Could anyone tell me why the second and the last receive compile-time errors?

void test(){
    
    int array[10]{};

    int (*i) [10] = &array; // works
    int (*j) [10] = array;  // does not work
    int *k = array;     // works
    int *l = new int[10](); // works
    int (*m) [10] = new int[10]();      // does not work

    exit(0);
}

I'm not sure why the second does not work without the ampersand since array and &array refer to the same address. For the last, I think it's because it can't tell we're dynamically allocating an array specifically, but I'd like this confirmed.

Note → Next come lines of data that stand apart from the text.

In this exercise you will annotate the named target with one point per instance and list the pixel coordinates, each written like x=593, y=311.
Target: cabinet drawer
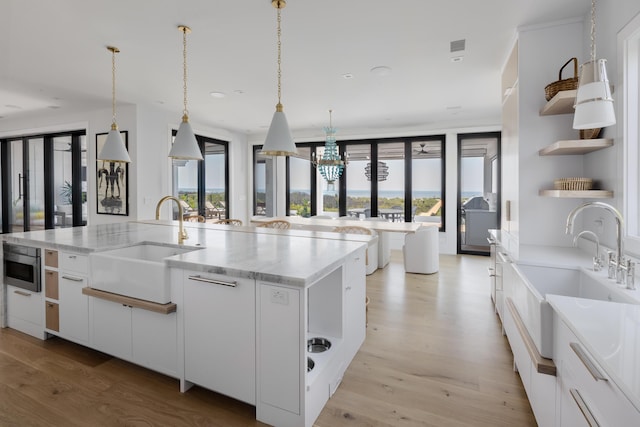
x=51, y=258
x=603, y=398
x=51, y=284
x=24, y=305
x=52, y=316
x=74, y=262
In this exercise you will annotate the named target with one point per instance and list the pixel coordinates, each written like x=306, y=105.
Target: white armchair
x=421, y=251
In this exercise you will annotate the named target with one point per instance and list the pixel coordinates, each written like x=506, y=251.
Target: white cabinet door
x=155, y=343
x=281, y=348
x=354, y=287
x=219, y=334
x=111, y=328
x=74, y=308
x=24, y=311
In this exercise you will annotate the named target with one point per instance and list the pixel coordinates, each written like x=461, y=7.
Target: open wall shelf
x=586, y=194
x=575, y=146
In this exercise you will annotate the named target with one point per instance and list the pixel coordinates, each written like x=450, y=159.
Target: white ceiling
x=53, y=55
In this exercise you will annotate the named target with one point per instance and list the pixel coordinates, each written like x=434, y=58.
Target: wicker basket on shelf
x=590, y=133
x=573, y=184
x=563, y=84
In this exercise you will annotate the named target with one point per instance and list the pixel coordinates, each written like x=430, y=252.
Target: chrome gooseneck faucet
x=597, y=260
x=621, y=269
x=182, y=233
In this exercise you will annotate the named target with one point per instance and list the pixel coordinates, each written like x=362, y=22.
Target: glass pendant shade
x=113, y=149
x=185, y=145
x=594, y=104
x=279, y=141
x=331, y=164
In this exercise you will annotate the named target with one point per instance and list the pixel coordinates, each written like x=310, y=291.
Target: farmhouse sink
x=536, y=282
x=137, y=271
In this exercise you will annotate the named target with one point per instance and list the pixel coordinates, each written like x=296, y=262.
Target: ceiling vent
x=458, y=45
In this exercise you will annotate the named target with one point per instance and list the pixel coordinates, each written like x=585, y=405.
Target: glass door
x=478, y=191
x=26, y=184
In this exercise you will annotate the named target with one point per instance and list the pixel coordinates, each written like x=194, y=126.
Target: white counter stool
x=279, y=224
x=421, y=251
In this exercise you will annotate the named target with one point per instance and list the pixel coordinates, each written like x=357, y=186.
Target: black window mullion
x=342, y=199
x=201, y=191
x=49, y=195
x=6, y=179
x=26, y=204
x=76, y=179
x=374, y=178
x=314, y=181
x=408, y=176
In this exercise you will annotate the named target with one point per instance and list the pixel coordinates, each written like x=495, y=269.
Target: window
x=44, y=181
x=629, y=57
x=203, y=186
x=398, y=179
x=300, y=183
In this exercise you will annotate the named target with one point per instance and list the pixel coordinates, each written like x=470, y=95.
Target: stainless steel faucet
x=598, y=262
x=182, y=233
x=621, y=269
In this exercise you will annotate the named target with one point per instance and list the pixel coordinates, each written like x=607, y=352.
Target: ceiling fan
x=423, y=149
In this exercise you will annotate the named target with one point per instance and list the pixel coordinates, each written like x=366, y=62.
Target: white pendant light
x=279, y=141
x=113, y=149
x=185, y=145
x=594, y=104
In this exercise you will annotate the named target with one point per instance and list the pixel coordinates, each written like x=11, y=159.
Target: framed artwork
x=112, y=182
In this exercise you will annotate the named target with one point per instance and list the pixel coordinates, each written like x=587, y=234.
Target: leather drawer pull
x=213, y=282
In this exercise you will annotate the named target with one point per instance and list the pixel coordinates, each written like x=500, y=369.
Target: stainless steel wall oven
x=22, y=266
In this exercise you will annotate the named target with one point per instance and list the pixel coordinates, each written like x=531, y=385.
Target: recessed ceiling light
x=381, y=71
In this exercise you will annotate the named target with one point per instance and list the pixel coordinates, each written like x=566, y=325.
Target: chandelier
x=331, y=164
x=383, y=171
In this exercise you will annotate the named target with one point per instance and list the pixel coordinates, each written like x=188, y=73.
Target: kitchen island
x=245, y=305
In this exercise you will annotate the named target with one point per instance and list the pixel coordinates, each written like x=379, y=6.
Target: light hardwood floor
x=434, y=356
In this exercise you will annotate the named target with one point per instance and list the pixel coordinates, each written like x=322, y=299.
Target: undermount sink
x=137, y=271
x=529, y=296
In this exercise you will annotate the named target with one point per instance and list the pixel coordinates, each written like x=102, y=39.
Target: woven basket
x=563, y=84
x=590, y=133
x=573, y=184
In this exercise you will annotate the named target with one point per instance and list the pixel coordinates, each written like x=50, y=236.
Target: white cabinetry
x=24, y=311
x=139, y=335
x=537, y=373
x=219, y=334
x=66, y=307
x=354, y=310
x=586, y=394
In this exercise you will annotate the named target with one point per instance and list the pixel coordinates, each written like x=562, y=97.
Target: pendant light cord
x=184, y=69
x=113, y=84
x=279, y=58
x=593, y=30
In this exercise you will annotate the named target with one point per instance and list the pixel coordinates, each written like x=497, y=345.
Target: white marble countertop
x=297, y=259
x=611, y=333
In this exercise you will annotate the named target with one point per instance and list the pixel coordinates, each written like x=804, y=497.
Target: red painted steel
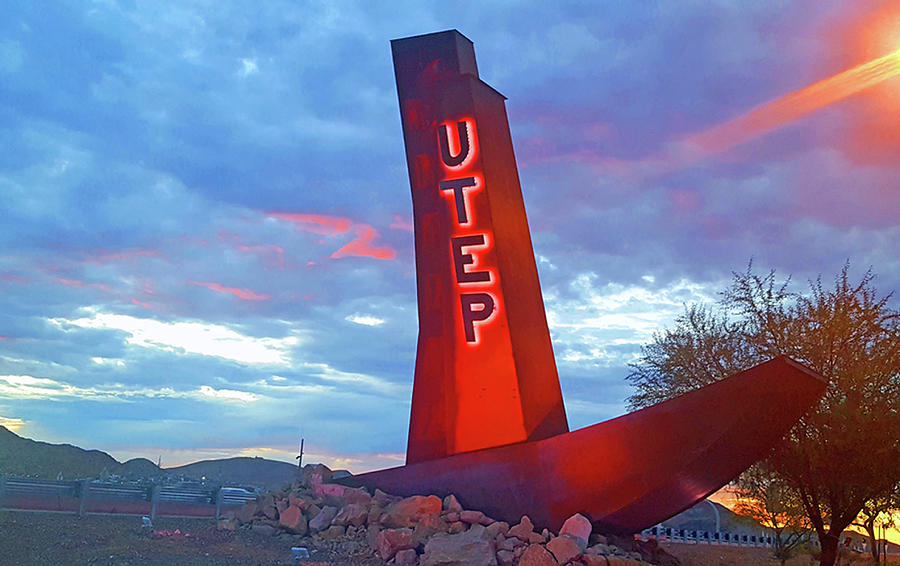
x=487, y=420
x=485, y=373
x=627, y=473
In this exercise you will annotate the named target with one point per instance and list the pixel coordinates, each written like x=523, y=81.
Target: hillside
x=702, y=517
x=244, y=471
x=25, y=457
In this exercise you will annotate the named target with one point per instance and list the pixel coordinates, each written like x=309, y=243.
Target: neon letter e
x=470, y=317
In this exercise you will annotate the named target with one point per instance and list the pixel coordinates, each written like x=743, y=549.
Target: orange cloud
x=362, y=246
x=245, y=294
x=798, y=103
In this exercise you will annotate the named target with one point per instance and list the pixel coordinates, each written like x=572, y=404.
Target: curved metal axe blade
x=631, y=472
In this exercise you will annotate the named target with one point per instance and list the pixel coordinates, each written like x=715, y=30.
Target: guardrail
x=688, y=536
x=87, y=496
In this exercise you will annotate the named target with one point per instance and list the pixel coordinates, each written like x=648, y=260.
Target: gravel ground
x=57, y=539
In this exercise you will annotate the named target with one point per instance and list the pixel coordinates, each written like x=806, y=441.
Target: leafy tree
x=768, y=499
x=879, y=512
x=846, y=451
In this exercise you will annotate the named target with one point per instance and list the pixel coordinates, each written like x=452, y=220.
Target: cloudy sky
x=205, y=219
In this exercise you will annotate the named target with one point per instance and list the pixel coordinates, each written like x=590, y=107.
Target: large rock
x=408, y=511
x=525, y=531
x=595, y=560
x=292, y=520
x=505, y=557
x=246, y=512
x=406, y=557
x=537, y=555
x=464, y=549
x=579, y=528
x=353, y=514
x=389, y=541
x=472, y=517
x=323, y=519
x=264, y=530
x=564, y=549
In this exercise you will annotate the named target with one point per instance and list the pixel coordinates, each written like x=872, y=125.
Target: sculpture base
x=628, y=473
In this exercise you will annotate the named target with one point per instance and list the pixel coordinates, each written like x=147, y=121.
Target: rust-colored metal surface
x=627, y=473
x=487, y=421
x=485, y=373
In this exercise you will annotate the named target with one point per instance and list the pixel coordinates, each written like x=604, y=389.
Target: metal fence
x=87, y=496
x=688, y=536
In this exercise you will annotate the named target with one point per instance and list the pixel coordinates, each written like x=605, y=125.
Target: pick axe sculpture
x=488, y=422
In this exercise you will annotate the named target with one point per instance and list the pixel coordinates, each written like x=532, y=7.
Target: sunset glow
x=798, y=103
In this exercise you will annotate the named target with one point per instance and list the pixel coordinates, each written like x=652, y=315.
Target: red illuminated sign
x=462, y=182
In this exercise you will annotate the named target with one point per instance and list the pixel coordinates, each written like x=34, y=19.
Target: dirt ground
x=713, y=555
x=57, y=539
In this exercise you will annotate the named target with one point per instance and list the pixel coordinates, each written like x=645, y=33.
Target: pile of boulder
x=421, y=530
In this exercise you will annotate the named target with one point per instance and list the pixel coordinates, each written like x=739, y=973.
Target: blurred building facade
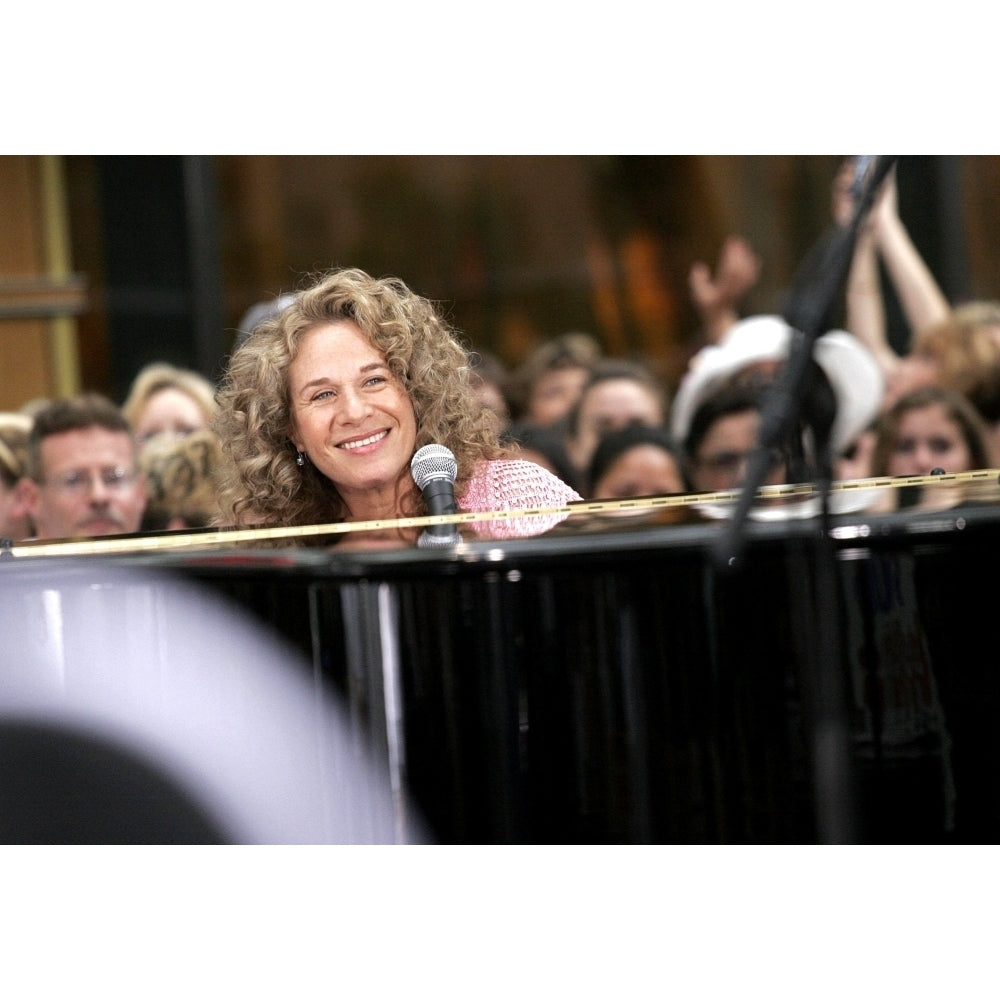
x=107, y=263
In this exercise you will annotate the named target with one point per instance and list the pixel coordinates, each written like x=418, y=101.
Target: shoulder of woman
x=503, y=484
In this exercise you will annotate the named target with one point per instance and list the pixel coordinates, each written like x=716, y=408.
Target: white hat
x=851, y=368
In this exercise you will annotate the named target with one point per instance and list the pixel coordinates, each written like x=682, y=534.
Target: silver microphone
x=434, y=469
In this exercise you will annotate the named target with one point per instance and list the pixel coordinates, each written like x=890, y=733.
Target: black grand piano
x=610, y=682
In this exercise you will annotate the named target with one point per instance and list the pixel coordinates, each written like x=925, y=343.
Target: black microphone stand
x=792, y=407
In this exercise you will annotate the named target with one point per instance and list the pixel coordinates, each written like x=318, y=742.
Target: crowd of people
x=330, y=391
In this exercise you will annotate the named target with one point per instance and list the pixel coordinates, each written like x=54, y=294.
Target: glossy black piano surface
x=610, y=682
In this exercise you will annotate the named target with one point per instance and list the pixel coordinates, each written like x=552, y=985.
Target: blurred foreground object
x=135, y=710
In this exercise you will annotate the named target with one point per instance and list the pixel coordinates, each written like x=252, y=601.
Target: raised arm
x=920, y=297
x=717, y=297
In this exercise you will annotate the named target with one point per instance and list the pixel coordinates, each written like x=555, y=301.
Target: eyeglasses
x=80, y=481
x=730, y=461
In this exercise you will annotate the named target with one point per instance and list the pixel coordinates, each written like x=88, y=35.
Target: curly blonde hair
x=261, y=484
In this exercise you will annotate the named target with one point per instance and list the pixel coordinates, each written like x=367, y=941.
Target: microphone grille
x=433, y=461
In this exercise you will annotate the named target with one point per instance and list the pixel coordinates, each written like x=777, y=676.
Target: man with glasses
x=82, y=477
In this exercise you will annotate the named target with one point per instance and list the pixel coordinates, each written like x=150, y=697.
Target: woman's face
x=169, y=411
x=644, y=470
x=927, y=439
x=351, y=416
x=609, y=406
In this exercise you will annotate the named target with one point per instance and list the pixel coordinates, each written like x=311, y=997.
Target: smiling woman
x=324, y=405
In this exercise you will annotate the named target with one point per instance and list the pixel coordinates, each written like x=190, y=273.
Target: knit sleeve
x=514, y=484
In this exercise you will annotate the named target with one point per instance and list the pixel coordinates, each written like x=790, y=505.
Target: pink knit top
x=513, y=484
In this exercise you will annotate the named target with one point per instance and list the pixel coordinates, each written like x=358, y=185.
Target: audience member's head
x=15, y=524
x=962, y=353
x=165, y=399
x=616, y=393
x=181, y=481
x=931, y=428
x=82, y=476
x=636, y=461
x=722, y=434
x=549, y=380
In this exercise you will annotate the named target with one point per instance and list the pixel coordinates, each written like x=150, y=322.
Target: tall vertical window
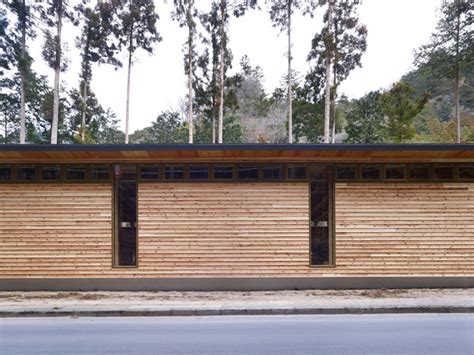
x=322, y=196
x=125, y=245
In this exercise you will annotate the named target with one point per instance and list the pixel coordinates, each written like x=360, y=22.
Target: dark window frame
x=331, y=219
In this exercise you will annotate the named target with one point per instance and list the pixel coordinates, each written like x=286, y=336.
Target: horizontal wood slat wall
x=405, y=229
x=223, y=229
x=55, y=230
x=231, y=229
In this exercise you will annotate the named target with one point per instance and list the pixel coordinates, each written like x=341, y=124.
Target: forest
x=433, y=103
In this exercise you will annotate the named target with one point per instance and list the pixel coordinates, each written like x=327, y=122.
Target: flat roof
x=147, y=153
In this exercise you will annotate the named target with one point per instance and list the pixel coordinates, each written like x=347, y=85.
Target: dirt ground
x=221, y=300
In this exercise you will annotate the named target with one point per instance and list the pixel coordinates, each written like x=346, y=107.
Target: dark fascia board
x=233, y=147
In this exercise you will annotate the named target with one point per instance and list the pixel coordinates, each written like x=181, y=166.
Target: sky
x=395, y=29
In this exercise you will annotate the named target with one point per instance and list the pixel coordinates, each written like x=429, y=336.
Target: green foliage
x=101, y=124
x=168, y=128
x=135, y=25
x=400, y=108
x=365, y=120
x=346, y=45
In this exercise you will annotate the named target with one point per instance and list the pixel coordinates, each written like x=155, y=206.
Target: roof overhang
x=150, y=153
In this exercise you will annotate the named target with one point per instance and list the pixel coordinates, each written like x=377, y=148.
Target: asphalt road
x=352, y=334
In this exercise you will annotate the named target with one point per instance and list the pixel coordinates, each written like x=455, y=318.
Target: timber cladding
x=55, y=230
x=405, y=229
x=237, y=230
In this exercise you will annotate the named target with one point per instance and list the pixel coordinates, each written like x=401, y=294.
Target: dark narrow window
x=297, y=172
x=346, y=172
x=419, y=172
x=75, y=173
x=100, y=172
x=125, y=215
x=5, y=173
x=199, y=172
x=466, y=172
x=26, y=173
x=174, y=172
x=223, y=172
x=272, y=172
x=50, y=173
x=370, y=172
x=395, y=172
x=443, y=173
x=248, y=172
x=321, y=177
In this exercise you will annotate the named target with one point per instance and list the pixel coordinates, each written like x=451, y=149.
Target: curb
x=237, y=312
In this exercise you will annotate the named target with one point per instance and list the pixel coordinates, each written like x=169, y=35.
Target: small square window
x=248, y=172
x=100, y=173
x=297, y=172
x=174, y=172
x=272, y=172
x=370, y=172
x=223, y=172
x=466, y=172
x=443, y=173
x=419, y=172
x=50, y=173
x=199, y=172
x=5, y=173
x=77, y=173
x=26, y=173
x=150, y=172
x=395, y=172
x=346, y=172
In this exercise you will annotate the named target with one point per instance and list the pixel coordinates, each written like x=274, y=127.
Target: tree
x=23, y=29
x=400, y=108
x=96, y=47
x=365, y=120
x=185, y=14
x=337, y=50
x=451, y=47
x=216, y=23
x=135, y=29
x=53, y=14
x=6, y=43
x=281, y=12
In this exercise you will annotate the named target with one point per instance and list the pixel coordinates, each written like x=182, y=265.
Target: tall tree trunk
x=127, y=110
x=84, y=109
x=190, y=74
x=327, y=99
x=23, y=76
x=290, y=81
x=57, y=71
x=456, y=82
x=221, y=74
x=213, y=127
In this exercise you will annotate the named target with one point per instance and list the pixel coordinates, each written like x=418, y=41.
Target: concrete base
x=231, y=284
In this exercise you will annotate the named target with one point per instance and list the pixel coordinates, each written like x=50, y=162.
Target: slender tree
x=96, y=47
x=185, y=13
x=54, y=13
x=23, y=30
x=400, y=108
x=281, y=12
x=216, y=23
x=451, y=48
x=365, y=120
x=135, y=29
x=337, y=50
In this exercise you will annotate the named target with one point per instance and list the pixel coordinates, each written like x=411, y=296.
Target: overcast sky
x=395, y=29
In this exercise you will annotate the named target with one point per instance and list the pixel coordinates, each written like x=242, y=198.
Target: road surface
x=335, y=334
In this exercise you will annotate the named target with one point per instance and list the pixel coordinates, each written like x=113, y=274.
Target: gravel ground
x=77, y=301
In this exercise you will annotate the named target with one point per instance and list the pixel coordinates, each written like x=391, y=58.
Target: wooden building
x=202, y=217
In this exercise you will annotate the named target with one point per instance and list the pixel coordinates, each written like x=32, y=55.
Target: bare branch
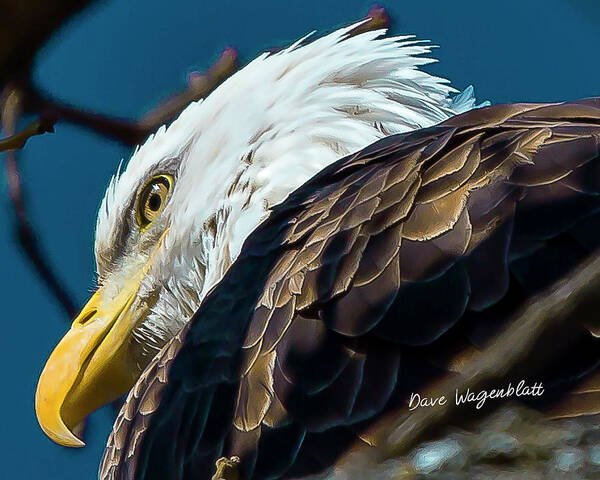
x=548, y=319
x=378, y=19
x=10, y=113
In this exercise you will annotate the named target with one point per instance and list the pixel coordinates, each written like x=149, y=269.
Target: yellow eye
x=152, y=199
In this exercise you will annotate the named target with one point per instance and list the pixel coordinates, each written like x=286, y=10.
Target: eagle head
x=176, y=217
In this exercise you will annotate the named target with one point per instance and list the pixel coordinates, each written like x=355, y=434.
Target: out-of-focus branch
x=42, y=125
x=132, y=132
x=11, y=110
x=379, y=18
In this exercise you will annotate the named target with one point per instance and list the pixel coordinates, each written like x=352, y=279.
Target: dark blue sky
x=122, y=57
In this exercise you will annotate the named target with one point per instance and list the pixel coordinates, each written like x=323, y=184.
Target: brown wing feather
x=323, y=319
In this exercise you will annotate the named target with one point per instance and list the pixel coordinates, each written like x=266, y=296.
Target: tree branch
x=11, y=109
x=42, y=125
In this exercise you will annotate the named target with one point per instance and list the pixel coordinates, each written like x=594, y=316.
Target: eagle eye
x=152, y=198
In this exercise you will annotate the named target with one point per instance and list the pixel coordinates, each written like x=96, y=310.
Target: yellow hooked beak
x=92, y=365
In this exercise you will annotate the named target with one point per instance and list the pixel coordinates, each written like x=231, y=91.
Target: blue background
x=123, y=57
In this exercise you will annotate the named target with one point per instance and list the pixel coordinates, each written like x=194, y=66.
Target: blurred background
x=123, y=57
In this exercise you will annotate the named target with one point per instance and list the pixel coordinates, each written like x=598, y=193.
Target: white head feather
x=255, y=139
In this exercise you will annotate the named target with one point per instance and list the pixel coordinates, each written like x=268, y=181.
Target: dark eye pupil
x=154, y=202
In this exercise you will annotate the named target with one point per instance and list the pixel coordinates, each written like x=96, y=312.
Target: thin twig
x=42, y=125
x=378, y=19
x=132, y=132
x=27, y=239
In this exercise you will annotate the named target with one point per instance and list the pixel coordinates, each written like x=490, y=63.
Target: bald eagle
x=296, y=252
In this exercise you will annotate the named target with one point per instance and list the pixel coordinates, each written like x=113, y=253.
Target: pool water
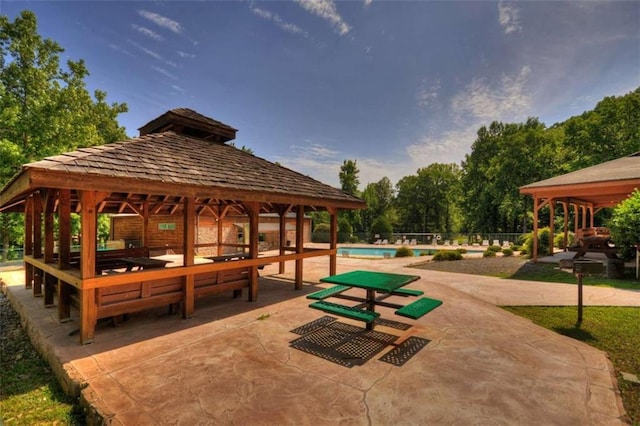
x=379, y=252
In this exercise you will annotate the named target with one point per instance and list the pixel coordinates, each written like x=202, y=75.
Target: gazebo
x=180, y=165
x=588, y=190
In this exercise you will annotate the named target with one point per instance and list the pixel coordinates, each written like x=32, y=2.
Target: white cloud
x=153, y=54
x=326, y=9
x=428, y=92
x=285, y=26
x=162, y=21
x=477, y=104
x=186, y=55
x=509, y=17
x=147, y=32
x=449, y=147
x=481, y=100
x=164, y=72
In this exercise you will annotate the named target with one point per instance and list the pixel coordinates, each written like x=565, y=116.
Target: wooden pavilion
x=587, y=190
x=180, y=165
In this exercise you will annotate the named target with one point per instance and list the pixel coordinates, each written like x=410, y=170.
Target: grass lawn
x=615, y=330
x=29, y=392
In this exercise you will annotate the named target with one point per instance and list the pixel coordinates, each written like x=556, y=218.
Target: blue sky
x=393, y=85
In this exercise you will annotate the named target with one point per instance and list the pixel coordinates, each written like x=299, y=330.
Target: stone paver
x=232, y=364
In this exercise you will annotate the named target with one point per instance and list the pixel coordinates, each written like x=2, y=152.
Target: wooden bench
x=419, y=308
x=328, y=292
x=219, y=282
x=128, y=298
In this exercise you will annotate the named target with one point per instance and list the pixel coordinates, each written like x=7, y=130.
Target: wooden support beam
x=28, y=241
x=188, y=246
x=333, y=240
x=299, y=245
x=48, y=205
x=88, y=220
x=64, y=228
x=253, y=210
x=37, y=242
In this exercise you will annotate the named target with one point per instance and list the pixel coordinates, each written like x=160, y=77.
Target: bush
x=344, y=230
x=558, y=240
x=489, y=253
x=625, y=225
x=381, y=226
x=447, y=255
x=404, y=251
x=321, y=234
x=543, y=242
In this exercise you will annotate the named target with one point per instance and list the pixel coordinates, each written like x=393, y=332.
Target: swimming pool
x=389, y=252
x=378, y=251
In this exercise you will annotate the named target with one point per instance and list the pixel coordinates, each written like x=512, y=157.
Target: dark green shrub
x=447, y=255
x=344, y=230
x=558, y=240
x=321, y=234
x=543, y=242
x=489, y=253
x=625, y=225
x=404, y=251
x=381, y=226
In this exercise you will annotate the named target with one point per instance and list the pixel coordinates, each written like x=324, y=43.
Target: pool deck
x=232, y=363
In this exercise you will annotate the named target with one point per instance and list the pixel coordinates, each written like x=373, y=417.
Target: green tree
x=44, y=109
x=349, y=182
x=625, y=225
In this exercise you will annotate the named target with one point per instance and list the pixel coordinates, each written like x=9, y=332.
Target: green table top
x=379, y=281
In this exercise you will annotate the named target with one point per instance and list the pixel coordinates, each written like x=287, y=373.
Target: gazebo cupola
x=187, y=122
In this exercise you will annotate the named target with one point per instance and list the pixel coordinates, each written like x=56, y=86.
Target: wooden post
x=552, y=208
x=64, y=252
x=283, y=237
x=49, y=280
x=37, y=243
x=299, y=245
x=253, y=209
x=28, y=241
x=333, y=241
x=88, y=308
x=188, y=257
x=535, y=229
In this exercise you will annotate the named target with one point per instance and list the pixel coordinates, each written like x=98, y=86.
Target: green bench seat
x=407, y=292
x=345, y=311
x=328, y=292
x=419, y=308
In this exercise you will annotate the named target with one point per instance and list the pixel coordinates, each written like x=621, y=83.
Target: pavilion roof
x=168, y=164
x=604, y=184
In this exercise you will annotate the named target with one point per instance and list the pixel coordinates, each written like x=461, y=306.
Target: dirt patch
x=494, y=266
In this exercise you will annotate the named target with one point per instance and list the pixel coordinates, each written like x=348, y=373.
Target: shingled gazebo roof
x=603, y=185
x=166, y=165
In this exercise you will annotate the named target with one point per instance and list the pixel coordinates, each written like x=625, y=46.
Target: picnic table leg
x=371, y=306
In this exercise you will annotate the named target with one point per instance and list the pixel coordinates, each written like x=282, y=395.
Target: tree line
x=46, y=109
x=481, y=195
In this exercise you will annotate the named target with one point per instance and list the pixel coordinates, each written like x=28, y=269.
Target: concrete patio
x=232, y=363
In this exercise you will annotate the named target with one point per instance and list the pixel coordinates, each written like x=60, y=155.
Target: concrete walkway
x=232, y=362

CodePudding user response:

I'm not sure why the second does not work without the ampersand since array and &array refer to the same address. int (*j) [10] = array;

array decays to int* not int (*)[10] in several contexts. So even though the value of array and &array is same the types are different. The type of array before decaying is int [10] which decays to int* while the type of &array is int (*)[10].

So the error is telling you that we cannot initialize a int(*)[10](type on the left hand side) with an int*(type on the right hand side after decay).

error: cannot convert ‘int*’ to ‘int (*)[10]’ in initialization

Similarly in the last case int (*m) [10] = new int[10]() the type on the right hand side is int* which cannot be used to intialize the type on the left hand side(int (*)[10]).